1. Please take 30 seconds to register your free account to remove most ads, post topics, make friends, earn reward points at our store, and more!  
    TalkBass.com has been uniting the low end since 1998.  Join us! :)

I was asked to sing and play at this show...

Discussion in 'Band Management [BG]' started by Led Fo Yo Hed, May 7, 2004.

  1. ...by one of my friends. He wants me to play bass, and sing on some songs. I have no problems with the difficulty of the songs, as I can play them just fine.

    My problem is that, though I don't have a horrible voice, I find it very difficult to sing and play at the same time. I end up concentrating on one too hard, and f*cking up the other. Do any of you lead/backup singers who also play bass in your band have any suggestions about how I can learn to do this. Is it just practice? Doing it a lot? I need help.

    (By the way I'm new here and I'm not sure if this post belongs in this forum or in Technique. Bear with me.)
  2. Baofu


    Mar 8, 2003
    Practice works for me. Getting to the point where you don't have to concentrate much on either is where you want to be.
  3. RicPlaya


    Apr 22, 2003
    Whitmoretucky MI
    Normally you just can't jump into that. Take your time, get the parts right. Practice, practice, practice!!!
  4. Tony


    Feb 16, 2004
    Southern California
    What works best for me is to make sure I really know the bass and vocal parts independently. Once I've got the 2 parts nailed, then I'll try singing while playing the part to find out where the rough spots are. Unless either or both of the parts are off the hook, you should only have a couple of spots that are really difficult. Usually, it'll either be vocal hits that don't match the bass hits, or else it's parts that move in opposite directions i.e. your vocal is an ascending line while the bass is descending. Once you've identified those parts, start subdividing the beats so that you can nail where the hits are (maybe you're hitting a bass note on the 3 but the vocal is on the 3 and). Go slow and work your way through them until it's comfortable, then practice, practice, practice. With time, it gets a lot easier ...
    Good luck,
  5. Don't worry if it's not exactly on time with the recording. Geddy Lee and many other bassist/singers alter the vocal melody a little bit while playing bass live. Concentrate on getting the bass down with the song, firstly, and then sing it on top in any way possible, as long as the bass stays true. As Tony said, if the bass not is on the 3 and the vocal is on the 3-and, you could probably just sing the vocal on the 3 instead for ease. Just play around with it, most singers alter the vocals ever so slightly anyways.
  6. ambolina

    ambolina Guest

    Apr 7, 2004
    San Diego, Ca
    I recently joined my first band. I play bass and sing backing vocals, and like yourself, had never sang and played before. What I had to do was learn to play the bass part first until the timing & rhythms became automatic for me, then I started trying to sing. And of course it screwed up my playing for a bit. Songs that had been super easy to play, became difficult but after a few rehearsals, everything tightened up.

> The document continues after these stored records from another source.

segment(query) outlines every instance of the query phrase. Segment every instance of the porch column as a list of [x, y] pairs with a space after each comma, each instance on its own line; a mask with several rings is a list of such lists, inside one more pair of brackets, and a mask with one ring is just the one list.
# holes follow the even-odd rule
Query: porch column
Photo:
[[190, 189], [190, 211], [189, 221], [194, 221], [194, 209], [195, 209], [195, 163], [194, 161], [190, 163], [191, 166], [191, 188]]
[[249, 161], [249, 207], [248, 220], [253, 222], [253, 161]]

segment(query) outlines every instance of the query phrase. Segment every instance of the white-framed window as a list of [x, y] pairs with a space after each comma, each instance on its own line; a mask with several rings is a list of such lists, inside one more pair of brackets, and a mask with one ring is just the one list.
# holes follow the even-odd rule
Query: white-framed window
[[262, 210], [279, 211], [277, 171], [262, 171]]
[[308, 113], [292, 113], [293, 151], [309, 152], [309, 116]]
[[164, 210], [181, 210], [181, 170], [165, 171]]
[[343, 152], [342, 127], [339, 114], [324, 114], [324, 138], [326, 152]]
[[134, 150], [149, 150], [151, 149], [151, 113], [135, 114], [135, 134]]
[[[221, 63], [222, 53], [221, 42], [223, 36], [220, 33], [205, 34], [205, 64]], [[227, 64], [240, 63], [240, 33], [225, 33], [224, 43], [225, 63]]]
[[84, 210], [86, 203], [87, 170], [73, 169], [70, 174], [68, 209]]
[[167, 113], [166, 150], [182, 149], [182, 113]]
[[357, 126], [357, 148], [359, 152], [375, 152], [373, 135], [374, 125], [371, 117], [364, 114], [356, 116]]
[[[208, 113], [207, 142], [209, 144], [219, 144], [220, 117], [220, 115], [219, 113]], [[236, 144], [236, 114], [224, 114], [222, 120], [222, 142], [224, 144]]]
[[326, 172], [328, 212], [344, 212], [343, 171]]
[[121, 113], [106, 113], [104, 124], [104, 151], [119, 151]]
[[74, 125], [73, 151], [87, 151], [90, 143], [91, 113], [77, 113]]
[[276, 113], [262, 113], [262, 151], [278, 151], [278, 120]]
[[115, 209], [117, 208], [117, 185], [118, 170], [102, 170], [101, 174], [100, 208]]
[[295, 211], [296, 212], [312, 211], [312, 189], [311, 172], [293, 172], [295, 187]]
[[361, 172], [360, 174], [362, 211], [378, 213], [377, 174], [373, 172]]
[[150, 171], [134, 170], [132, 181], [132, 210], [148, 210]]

    So learn your bass parts until they're automatic and you don't have to think about them. Practice the vocals seperate (I'd sing in my car on the way to work) to learn that. Then start doing them together. For me, since I'm still new to this, it's easier for me to sing vocals that sorta match the rhythm of the part I have to play. What's frustrating (but funny too) is I can't sing and play 8ths - such an easy pattern, but once I start singing, especially if it's a vocal that's very halting - more like talk-singing - I fall off rhythm.

    But it's totally fun. I was intimidated to try singing and playing, but now I love it and I always want to play the songs where I get a lot of vocals. =) Good luck!
  7. supermonkey


    Mar 15, 2004
    Atlanta, GA
    In addition to what's already been said (which is essentially to just practice until you get it):
    Try to logically organize your efforts to synchronize the bass and vocals. I find it helps direct the learning process.

    Sing and play the tune through, and see where you're OK vs. where you screw up. Print out the lyrics and map out on the sheet where the tricky bits happen. On the sections where you get screwed up, notate the opposition of the bass part against the vocal part; i.e. mark on which syllables the bass moves occur.
    With this you at least have a persistent cue, and while you're learning the lyrics you're reminiding yourself of bass obligations. And then, as stated, it's just practice, practice, practice until it's like buttah.

    At a show last fall we covered King Crimson's "Easy Money", which happens to have a strong lead vocal part in 7/8 sung against a rock-solid but very spare bass part in 4/4 which essentially just hits a low E on the 1. But everything on both parts had to be super-tight -- and given the polyrhythm, it was a bitch! I ended up doing what I described above, making a little ticky mark on my lyric sheet each syllable where a bass hit occurred -- marking the 1 of the 4/4 bass part on the opposing syllable of the lyric. By the time I could sing all the lyrics from memory, I had also incorporated that hit on the 1 as a by-product. :D
  8. only advice I can offer is get a mic and practice singing with it. I don't know about anybody else but the sound of my own voice out a PA freaks me a bit and getting used to the distence you need to stand from the mic while playing is tricky.